Apresenta a lista de queixas sobre a casa com o mesmo à-vontade com que diz bem
da vizinhança: “Aqui está sempre tudo em família.”
É uma frase
recorrente por estas bandas. Maria José Marques, actualmente a moradora mais
antiga, a quem os outros alcunharam “a chaveira do céu”, entrega-se à
nostalgia. “A fogueira era aqui sempre neste sítio. Uma vez a minha mãe saltou
a fogueira e partiu a cabeça”, recorda. O bom relacionamento com (quase) todos
os companheiros de pátio não a faz esquecer agruras passadas e penas presentes.
“A casa estava toda a cair. O meu pai que Deus tem saía do trabalho e vinha
para aqui fazer obras. A gente sempre desejou ter uma casinha melhor. Tenho
pena de sair, mas vou para o pé do meu filho, para o pé dos meus netos.”
Ana Paula, pelo
contrário, está mais relutante. A 27 de Março cumpriram-se 30 anos desde que se
mudou para o pátio com o marido, Isidro, e aqui nasceram os seus três filhos.

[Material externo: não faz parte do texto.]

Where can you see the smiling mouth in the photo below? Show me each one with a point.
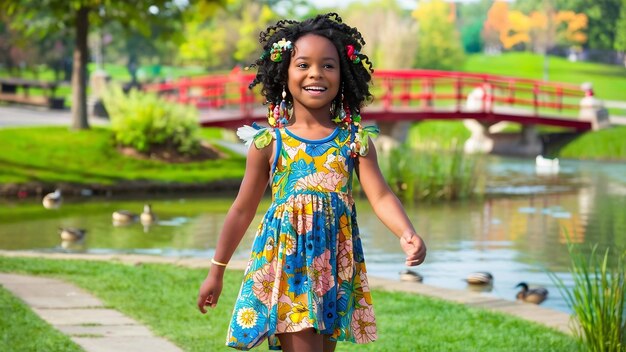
(315, 89)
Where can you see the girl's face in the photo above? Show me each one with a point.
(313, 75)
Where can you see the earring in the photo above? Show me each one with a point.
(278, 114)
(282, 113)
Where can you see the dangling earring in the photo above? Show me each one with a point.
(283, 112)
(344, 114)
(278, 114)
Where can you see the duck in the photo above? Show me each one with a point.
(147, 217)
(534, 295)
(482, 278)
(545, 166)
(52, 200)
(123, 217)
(410, 275)
(71, 234)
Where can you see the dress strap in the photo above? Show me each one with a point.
(279, 147)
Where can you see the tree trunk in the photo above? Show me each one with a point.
(79, 73)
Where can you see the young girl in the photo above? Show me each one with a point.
(305, 286)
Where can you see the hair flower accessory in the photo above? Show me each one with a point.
(278, 48)
(353, 54)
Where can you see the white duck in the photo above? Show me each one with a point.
(52, 200)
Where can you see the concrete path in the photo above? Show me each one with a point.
(16, 116)
(114, 329)
(83, 317)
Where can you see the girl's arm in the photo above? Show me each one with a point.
(237, 221)
(388, 207)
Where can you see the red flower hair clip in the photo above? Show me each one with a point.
(353, 54)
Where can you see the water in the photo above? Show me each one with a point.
(519, 233)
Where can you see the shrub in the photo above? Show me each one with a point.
(144, 121)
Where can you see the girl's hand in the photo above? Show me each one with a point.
(414, 247)
(210, 291)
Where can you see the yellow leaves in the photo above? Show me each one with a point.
(518, 28)
(540, 28)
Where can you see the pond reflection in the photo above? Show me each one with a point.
(516, 234)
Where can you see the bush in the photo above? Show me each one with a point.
(144, 121)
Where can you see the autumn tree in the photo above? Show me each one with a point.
(439, 46)
(48, 16)
(496, 25)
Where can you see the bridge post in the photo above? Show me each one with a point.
(592, 109)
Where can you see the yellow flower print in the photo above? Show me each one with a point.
(298, 312)
(247, 317)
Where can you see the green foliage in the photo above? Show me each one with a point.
(433, 173)
(23, 330)
(439, 46)
(620, 38)
(439, 326)
(598, 299)
(145, 121)
(54, 154)
(609, 81)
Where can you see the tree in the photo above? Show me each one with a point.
(390, 33)
(620, 38)
(47, 16)
(229, 37)
(496, 26)
(439, 46)
(470, 22)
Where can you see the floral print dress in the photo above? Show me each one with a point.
(306, 269)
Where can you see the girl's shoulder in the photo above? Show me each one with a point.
(259, 135)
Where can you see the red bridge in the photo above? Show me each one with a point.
(403, 95)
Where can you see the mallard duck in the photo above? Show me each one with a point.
(72, 234)
(534, 295)
(123, 217)
(147, 217)
(410, 275)
(52, 200)
(480, 278)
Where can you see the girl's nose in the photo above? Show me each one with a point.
(315, 72)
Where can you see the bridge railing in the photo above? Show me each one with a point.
(422, 90)
(465, 92)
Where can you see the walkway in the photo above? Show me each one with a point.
(17, 115)
(97, 329)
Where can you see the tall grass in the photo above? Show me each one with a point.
(432, 173)
(597, 299)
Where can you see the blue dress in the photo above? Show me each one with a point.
(306, 269)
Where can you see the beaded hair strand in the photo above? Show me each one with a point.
(355, 74)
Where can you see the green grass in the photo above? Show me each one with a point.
(56, 154)
(23, 330)
(609, 81)
(598, 298)
(163, 297)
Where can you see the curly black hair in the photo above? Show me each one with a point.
(355, 77)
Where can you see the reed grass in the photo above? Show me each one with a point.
(432, 173)
(597, 299)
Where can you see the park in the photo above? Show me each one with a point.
(505, 141)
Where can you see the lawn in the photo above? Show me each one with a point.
(166, 303)
(58, 155)
(609, 81)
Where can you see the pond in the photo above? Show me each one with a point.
(518, 233)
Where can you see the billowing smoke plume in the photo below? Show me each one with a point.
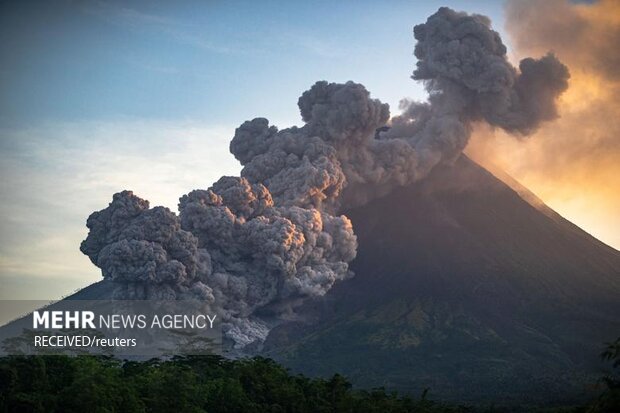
(259, 244)
(572, 163)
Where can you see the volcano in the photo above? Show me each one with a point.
(467, 286)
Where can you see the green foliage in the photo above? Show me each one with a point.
(609, 401)
(198, 384)
(184, 384)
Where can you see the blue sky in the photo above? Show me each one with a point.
(96, 97)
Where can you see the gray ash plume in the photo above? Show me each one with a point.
(259, 244)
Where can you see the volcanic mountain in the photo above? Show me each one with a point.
(468, 287)
(465, 285)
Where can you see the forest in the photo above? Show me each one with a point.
(98, 384)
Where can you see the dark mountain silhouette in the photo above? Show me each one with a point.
(465, 286)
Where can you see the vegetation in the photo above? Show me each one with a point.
(96, 384)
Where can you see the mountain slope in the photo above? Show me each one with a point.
(463, 286)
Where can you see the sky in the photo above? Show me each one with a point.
(97, 97)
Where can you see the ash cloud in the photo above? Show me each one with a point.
(572, 164)
(259, 244)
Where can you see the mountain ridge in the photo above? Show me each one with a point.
(464, 286)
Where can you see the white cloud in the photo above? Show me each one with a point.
(55, 175)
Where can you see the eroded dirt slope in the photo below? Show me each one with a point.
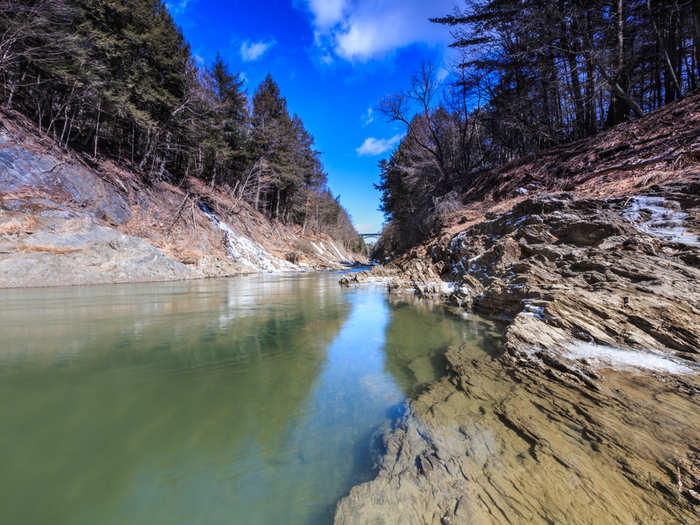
(591, 413)
(64, 221)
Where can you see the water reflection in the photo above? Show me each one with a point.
(248, 400)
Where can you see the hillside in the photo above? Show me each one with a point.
(67, 218)
(590, 256)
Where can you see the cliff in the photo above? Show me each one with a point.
(67, 219)
(590, 255)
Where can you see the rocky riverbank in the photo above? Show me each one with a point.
(66, 222)
(590, 413)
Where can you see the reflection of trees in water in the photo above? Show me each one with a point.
(124, 388)
(419, 333)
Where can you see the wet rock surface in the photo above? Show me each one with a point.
(63, 222)
(590, 414)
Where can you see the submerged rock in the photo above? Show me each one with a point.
(590, 414)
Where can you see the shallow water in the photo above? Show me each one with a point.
(248, 400)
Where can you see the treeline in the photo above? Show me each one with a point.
(533, 74)
(117, 78)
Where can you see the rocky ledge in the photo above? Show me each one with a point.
(590, 413)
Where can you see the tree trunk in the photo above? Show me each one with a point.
(696, 41)
(97, 128)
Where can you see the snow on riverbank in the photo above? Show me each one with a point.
(665, 219)
(626, 359)
(249, 253)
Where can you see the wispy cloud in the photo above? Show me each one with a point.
(368, 117)
(177, 6)
(359, 31)
(252, 51)
(372, 147)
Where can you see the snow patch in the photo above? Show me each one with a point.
(617, 357)
(666, 219)
(249, 253)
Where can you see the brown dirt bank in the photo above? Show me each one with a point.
(67, 219)
(591, 412)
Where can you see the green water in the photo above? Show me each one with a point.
(241, 401)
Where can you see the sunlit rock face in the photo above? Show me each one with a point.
(589, 413)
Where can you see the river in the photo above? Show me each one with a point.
(245, 400)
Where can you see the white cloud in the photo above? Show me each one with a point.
(372, 147)
(252, 51)
(326, 12)
(177, 7)
(360, 30)
(368, 117)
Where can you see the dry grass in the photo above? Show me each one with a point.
(16, 226)
(47, 248)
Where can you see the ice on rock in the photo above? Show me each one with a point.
(249, 253)
(660, 217)
(625, 359)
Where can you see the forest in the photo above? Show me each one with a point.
(531, 74)
(116, 78)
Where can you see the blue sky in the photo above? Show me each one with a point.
(334, 60)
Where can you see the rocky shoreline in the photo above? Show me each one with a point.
(590, 412)
(63, 222)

“Uma pessoa está aqui muito habituada a ter as portas abertas”, diz. “Nós
basicamente dividimos as coisas, é como uma família. No Verão montamos uma
piscina, um fogareiro, vivemos cá fora. Agora isso vai-se acabar tudo, não
vamos ficar uns ao pé dos outros. Se quer que lhe diga, é muito complicado sair
daqui.”
A ouvi-la está
Paula Marques, a vereadora da Habitação. “O nosso compromisso é de que as
pessoas podem voltar. O projecto em que estamos a trabalhar é o de manter a
tipologia de pátio”, diz-lhe. Resposta pronta de Ana Paula: “Quero! Sim, sim,
sem sombra de dúvidas. Campolide é Campolide.”
Quando aqui
chegou, uma semana depois da vizinha Domingas, Ana Paula fez como toda a gente:
foi pedir ao senhorio uma habitação. “Ah queres casa? Aquela está ocupada? Não?

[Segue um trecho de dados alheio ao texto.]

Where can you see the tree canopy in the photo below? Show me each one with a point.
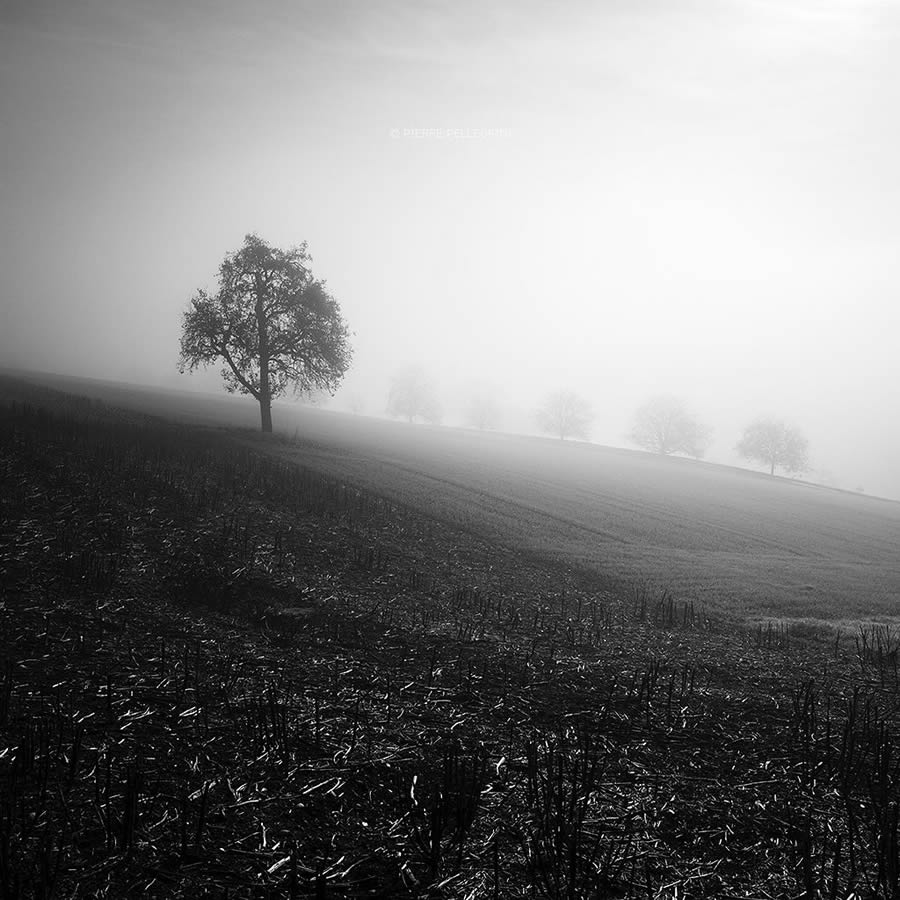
(564, 414)
(272, 324)
(663, 425)
(775, 444)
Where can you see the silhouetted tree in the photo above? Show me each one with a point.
(483, 411)
(414, 396)
(564, 414)
(775, 444)
(663, 425)
(271, 323)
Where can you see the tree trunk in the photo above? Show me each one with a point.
(265, 394)
(265, 409)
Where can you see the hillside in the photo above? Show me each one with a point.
(739, 542)
(228, 675)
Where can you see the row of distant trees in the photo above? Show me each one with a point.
(662, 425)
(273, 326)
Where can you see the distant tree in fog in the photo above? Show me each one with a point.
(663, 425)
(413, 395)
(483, 411)
(564, 414)
(272, 325)
(776, 445)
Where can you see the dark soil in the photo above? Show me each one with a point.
(225, 675)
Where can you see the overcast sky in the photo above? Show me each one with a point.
(700, 198)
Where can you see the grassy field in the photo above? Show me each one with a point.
(227, 674)
(737, 541)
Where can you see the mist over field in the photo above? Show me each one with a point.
(691, 198)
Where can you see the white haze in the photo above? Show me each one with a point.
(696, 198)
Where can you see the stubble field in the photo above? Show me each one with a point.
(229, 672)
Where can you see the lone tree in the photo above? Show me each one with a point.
(773, 443)
(272, 324)
(413, 396)
(564, 414)
(483, 410)
(662, 425)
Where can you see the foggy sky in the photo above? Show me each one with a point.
(698, 198)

Então pronto, é tua. São 150 escudos de renda. Obras é que cá não há!”
A promessa
cumpriu-se. Benfeitorias e ampliações têm sido responsabilidade dos inquilinos.
É por isso que André Marques, filho de Domingas, está ansioso por ver o pátio
pelas costas. Não romantiza os 27 anos que ali viveu. Quando era adolescente
tinha vergonha de levar os amigos a sua casa. Hoje, se quiser lá levar uma
namorada, toda a vizinhança fica a saber. “Para mim é um alívio, um grande
alívio. A casa tem muita humidade, a minha mãe tem de a pintar de ano a ano.”
Nuno Trindade,
que em miúdo não morava longe e vinha jogar à bola com as crianças do pátio,
não disfarça a indignação com as condições em que sempre viveu e queixa-se de
ninguém lhes ter dado atenção. André Couto, o presidente da junta, e uma eleita
do BE na assembleia de freguesia, Carmo Bica, são os nomes que surgem na
conversa como exemplo dos que se interessaram.
“Gosto e sempre
gostei de morar aqui. Eu vou sentir saudades disto, isso vou”, diz Nuno. “Foi
onde eu ri, onde eu chorei”, começa, e percebe-se que a mente divaga para as
recordações. Enquanto isso, Ana Paula revela o sonho de voltar a entrar na
marcha de Campolide, como na sua juventude, desta vez com um filho ao lado.
Cada um cogita consigo mesmo. A porta do pátio fecha-se com o cair da noite.